Tim Bateman
- Full name: Timothy Edward Sullivan Bateman
- Born: 3 June 1987 (age 39) Greymouth, New Zealand
- Height: 182 cm (6 ft 0 in)
- Weight: 91 kg (201 lb; 14 st 5 lb)
- School: Christchurch Boys' High School

Rugby union career
- Position: Centre

Senior career
- Years: Team / Apps / (Points)
- 2006–2020: Canterbury / 52 / (100)
- 2007–2019: Crusaders / 51 / (40)
- 2010–2016: Coca-Cola Red Sparks / 45 / (75)
- 2012–2014: Hurricanes / 37 / (10)
- 2012–2013: Wellington / 22 / (25)
- 2018: Ricoh Black Rams / 13 / (15)
- 2020–22: Toshiba Brave Lupus / 16 / (10)
- Correct as of 21 May 2022

International career
- Years: Team / Apps / (Points)
- 2006: New Zealand U19 / 5 / (20)
- 2007: New Zealand U21 / 1 / (0)
- 2008–2017: Māori All Blacks / 14 / (15)
- Correct as of 14 April 2019

= Tim Bateman =

NZ Maori international rugby union player

Timothy Edward Sullivan Bateman (born 3 June 1987) is a rugby union player from New Zealand. He plays mostly Inside Centre.

He was head boy of Christchurch Boys' High School in Canterbury, New Zealand. He formerly played for the Crusaders and played in Japan for the Coca-Cola Red Sparks.
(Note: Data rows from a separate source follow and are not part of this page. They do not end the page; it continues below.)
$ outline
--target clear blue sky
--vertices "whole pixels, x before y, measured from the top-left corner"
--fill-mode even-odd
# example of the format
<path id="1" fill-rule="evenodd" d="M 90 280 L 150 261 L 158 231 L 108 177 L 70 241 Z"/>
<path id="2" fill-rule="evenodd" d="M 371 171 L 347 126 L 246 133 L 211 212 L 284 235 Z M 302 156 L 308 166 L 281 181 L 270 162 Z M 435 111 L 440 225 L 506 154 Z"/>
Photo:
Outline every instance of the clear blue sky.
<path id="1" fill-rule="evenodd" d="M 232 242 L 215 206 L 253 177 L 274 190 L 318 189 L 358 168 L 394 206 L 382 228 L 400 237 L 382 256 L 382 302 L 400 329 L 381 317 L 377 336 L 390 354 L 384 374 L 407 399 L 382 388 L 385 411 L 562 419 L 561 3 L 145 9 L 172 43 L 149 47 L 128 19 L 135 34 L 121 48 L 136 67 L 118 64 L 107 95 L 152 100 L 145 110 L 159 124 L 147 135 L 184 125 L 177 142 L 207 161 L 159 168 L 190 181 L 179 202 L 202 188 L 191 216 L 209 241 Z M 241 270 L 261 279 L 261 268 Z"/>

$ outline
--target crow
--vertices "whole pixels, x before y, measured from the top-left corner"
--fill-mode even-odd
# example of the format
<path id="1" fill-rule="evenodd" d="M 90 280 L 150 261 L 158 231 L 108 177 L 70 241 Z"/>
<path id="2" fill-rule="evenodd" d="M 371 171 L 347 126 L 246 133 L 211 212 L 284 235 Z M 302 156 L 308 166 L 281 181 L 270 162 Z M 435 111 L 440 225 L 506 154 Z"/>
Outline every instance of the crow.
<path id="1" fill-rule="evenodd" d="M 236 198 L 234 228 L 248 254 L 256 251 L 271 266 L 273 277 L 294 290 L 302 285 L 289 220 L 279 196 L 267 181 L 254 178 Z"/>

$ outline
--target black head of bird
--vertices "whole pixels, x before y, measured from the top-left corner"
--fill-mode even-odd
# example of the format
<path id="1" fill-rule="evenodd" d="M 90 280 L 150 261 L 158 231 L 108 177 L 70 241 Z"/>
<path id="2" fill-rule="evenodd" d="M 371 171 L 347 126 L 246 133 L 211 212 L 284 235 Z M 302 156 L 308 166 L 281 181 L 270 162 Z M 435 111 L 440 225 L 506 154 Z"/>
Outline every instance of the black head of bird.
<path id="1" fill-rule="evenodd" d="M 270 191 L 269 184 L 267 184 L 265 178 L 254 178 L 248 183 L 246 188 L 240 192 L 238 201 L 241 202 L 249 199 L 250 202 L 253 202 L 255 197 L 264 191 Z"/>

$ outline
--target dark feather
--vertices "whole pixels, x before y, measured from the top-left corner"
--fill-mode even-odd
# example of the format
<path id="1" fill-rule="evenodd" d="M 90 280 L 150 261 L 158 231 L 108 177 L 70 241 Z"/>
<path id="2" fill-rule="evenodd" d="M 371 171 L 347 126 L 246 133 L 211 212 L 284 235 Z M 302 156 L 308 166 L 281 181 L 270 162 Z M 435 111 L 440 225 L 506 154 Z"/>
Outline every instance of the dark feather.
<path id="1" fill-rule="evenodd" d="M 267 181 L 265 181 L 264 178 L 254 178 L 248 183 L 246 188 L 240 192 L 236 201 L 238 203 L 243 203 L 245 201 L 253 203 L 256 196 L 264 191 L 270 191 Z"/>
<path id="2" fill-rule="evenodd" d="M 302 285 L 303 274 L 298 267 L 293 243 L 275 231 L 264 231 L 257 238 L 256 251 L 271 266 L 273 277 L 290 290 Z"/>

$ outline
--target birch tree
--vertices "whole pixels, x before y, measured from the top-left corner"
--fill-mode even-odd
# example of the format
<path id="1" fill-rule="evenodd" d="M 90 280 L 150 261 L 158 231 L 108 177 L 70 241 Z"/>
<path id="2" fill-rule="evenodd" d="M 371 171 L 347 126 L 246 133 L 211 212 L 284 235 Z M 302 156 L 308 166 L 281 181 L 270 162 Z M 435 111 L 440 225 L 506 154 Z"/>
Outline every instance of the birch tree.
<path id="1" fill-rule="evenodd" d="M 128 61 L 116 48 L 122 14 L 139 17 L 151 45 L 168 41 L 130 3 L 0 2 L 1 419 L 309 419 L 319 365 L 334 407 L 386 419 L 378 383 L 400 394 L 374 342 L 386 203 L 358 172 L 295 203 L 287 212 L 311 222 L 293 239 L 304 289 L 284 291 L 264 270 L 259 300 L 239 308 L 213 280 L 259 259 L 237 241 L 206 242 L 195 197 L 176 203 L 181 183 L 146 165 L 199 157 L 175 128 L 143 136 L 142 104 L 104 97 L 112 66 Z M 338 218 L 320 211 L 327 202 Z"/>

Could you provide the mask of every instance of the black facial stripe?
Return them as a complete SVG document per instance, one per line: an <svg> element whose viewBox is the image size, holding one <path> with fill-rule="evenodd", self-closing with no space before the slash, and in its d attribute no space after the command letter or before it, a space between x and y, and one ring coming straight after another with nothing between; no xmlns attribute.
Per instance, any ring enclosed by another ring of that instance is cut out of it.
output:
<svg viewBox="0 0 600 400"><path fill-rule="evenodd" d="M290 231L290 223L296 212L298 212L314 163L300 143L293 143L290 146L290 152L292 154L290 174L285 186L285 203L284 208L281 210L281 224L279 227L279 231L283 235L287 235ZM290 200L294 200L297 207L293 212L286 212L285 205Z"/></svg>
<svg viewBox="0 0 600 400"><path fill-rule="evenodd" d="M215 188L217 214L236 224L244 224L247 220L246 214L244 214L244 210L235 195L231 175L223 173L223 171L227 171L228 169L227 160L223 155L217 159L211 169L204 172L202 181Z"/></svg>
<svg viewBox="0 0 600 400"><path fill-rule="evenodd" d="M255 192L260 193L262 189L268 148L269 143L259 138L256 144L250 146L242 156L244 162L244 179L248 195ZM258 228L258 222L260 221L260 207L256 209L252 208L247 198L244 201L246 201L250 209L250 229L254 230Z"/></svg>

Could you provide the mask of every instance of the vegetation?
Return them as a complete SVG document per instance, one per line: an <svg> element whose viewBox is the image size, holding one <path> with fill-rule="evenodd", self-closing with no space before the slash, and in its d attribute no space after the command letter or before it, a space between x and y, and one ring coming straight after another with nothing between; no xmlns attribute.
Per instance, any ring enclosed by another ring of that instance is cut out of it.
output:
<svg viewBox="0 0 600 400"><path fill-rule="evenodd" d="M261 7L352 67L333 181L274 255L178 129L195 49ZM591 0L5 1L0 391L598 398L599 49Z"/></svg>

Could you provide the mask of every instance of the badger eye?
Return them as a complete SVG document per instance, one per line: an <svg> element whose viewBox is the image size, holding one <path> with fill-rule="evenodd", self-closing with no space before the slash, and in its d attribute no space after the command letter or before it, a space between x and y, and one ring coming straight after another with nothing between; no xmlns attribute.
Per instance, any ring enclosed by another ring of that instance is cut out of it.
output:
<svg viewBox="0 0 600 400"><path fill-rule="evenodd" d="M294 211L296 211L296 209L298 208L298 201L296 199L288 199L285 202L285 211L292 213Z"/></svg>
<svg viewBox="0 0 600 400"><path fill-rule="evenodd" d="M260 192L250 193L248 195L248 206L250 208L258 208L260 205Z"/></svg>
He also had a stint at the Hurricanes in Super Rugby. In 2017, he has returned to play for the Crusaders.

Of Ngāi Tahu descent, Bateman played for the Māori All Blacks in 2008 and 2012. He has also represented New Zealand at Under 19 and Under 21 level.

==Playing career==

===School boy rugby===
While at Christchurch Boys' High School, Bateman appeared alongside All Blacks Colin Slade, Matt Todd and Owen Franks as well as former Crusader Nasi Manu.

===Later career===
After spending a few years playing rugby in Japan, Bateman returned home and signed with his former club the for the 2017. He played six games and scored three tries in his return season. Bateman was a part of the 2017 championship winning side in 2017.

Bateman also signed with former provincial team Canterbury ahead of the 2017 Mitre 10 Cup season.

He scored a try in Canterbury's 35-13 Grand Final win against Tasman.